К возвращению Незабудько и Исмаилова капитан с учителем не только поужинали, но успели и немного подремать, усевшись спинами друг к другу на еловой ветке рядом с завернутым в палатку мужиком.

Солдаты добросовестно исполнили поручение командира: на поляне они показались все в мыле, волоча за собой две огромные еловые лапы. Сергей поднялся им навстречу, обошёл ветки, посмотрел на оставленный ими след и остался доволен проделанной работой.

– Ну, так, хлопцы: двадцать минут перекур, уничтожаем стоянку и выдвигаемся в пэпэдэ; следы заметаем вплоть до реки.

– А ночевать где будем? – учитель, с непривычки попотевший больше остальных, зябко ёжился со сна и пытался согреться, хлопая себя по бокам руками.

– Ночёвка отменяется! – бодро сообщил капитан. – Чтоб ты знал, Михалыч, среднеподготовленный к превратностям жизни субъект способен двигаться без отдыха почти двое суток. Мы же в пути всего двенадцать часов и уже дважды отдыхали, не считая остановок для отправления естественных надобностей, так что в нас ещё уйма нерастраченной энергии, ты просто об этом не знаешь!

– Ну, брат, огромное человеческое спасибо, что просветил, а то я прямо здесь в снегу и заснул бы! – проворчал Ледяев, пытаясь в последних отблесках догорающего костра прицепить лыжу. – А с этим что делать будем? Ну, как оклемается и рыпаться начнет?

– Не боись! После этого укола часов шесть-восемь полного покоя ему Минздрав гарантирует!

Капитан оглядел стоянку, ботинком помог Исмаилову забросать снегом костёр, надел лыжи, намотал один ремень от палатки на руку, другой протянул учителю и скомандовал:

– Незабудько – направляющий, Исмаилов с метлой – замыкающий! Вперёд и с песней!

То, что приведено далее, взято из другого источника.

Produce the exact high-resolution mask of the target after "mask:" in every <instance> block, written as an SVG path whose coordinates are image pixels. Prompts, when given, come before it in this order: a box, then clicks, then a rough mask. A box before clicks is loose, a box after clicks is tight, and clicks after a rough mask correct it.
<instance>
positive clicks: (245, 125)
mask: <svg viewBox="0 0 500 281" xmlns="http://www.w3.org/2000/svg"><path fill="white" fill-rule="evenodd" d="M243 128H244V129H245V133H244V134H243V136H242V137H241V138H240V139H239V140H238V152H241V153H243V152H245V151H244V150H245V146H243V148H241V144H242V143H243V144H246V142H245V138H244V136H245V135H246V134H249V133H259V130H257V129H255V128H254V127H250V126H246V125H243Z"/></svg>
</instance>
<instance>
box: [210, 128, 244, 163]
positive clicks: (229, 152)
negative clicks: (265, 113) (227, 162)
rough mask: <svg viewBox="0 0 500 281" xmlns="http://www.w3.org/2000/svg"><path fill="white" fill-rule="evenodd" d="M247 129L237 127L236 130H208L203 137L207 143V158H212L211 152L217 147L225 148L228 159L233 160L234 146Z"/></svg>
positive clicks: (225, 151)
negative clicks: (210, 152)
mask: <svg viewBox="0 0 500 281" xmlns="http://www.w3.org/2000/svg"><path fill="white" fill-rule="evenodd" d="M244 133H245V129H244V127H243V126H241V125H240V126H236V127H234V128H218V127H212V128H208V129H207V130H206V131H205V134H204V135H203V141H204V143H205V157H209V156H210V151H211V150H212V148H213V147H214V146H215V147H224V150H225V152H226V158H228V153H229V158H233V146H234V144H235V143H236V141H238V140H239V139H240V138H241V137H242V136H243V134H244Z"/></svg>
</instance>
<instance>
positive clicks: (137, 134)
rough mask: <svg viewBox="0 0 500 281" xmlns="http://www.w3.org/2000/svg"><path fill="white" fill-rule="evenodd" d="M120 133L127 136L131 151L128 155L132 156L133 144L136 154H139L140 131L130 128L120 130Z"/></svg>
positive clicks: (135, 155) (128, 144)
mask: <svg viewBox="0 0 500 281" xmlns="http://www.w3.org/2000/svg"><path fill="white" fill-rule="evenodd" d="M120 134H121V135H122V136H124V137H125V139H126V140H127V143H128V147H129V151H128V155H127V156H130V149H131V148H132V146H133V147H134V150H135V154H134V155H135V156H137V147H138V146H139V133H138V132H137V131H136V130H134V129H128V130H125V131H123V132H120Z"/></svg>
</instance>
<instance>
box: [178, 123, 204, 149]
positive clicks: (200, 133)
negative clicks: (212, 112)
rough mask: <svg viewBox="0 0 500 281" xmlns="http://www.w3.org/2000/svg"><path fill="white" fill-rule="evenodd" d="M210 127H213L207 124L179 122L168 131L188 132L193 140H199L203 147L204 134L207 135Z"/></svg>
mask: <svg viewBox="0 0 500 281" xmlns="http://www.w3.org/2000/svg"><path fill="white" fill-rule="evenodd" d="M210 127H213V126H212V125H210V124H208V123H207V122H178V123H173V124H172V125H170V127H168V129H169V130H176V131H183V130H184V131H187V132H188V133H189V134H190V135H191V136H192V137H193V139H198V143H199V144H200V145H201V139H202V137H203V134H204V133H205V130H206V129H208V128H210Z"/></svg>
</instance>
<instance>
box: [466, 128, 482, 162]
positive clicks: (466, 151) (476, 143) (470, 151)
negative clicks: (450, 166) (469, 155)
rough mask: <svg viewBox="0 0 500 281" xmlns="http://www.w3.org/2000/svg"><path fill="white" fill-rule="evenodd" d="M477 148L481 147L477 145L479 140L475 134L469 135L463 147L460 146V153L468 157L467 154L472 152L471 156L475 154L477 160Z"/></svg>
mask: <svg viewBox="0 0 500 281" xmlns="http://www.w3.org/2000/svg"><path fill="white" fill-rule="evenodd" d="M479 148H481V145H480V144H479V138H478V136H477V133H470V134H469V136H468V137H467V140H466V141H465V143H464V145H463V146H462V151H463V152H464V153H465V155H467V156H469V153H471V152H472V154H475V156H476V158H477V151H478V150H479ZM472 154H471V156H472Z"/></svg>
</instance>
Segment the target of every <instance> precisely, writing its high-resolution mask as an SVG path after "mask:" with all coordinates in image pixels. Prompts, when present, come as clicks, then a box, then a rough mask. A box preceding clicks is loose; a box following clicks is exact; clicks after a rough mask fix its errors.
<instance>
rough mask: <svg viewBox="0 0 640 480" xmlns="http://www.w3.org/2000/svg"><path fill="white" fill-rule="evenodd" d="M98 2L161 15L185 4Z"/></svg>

Когда до водораздела, отделяющего внешний мир от разъезда, осталось не больше пяти-шести километров, капитан Горбатов понял, что остаток пути им без привала не одолеть. Часы высвечивали четыре часа утра, и, хотя разведчики часто меняли друг друга, тяжёлая ноша, глубокий снег и бессонная ночь дали о себе знать – у бойцов и Ледяева сил не осталось совсем.

– Ладно, стой! – проговорил он обречённо; уж очень ему не хотелось останавливаться, так как знал, что после привала идти дальше будет ещё тяжелее. – Незабудько, под этим дубом рой! Спим три часа!

Через двадцать минут вся компания разместилась в вырытой солдатами в снегу яме на еловых ветках и почти разом уснула.

Первым в семь пятьдесят проснулся Сергей. Он выбрался из-под солдатской плащ-палатки и полез из ямы для исполнения обязательной утренней процедуры.

В лесу было уже совсем светло, хотя всё небо покрылось тяжёлыми свинцовыми тучами. Мороз почти не ощущался.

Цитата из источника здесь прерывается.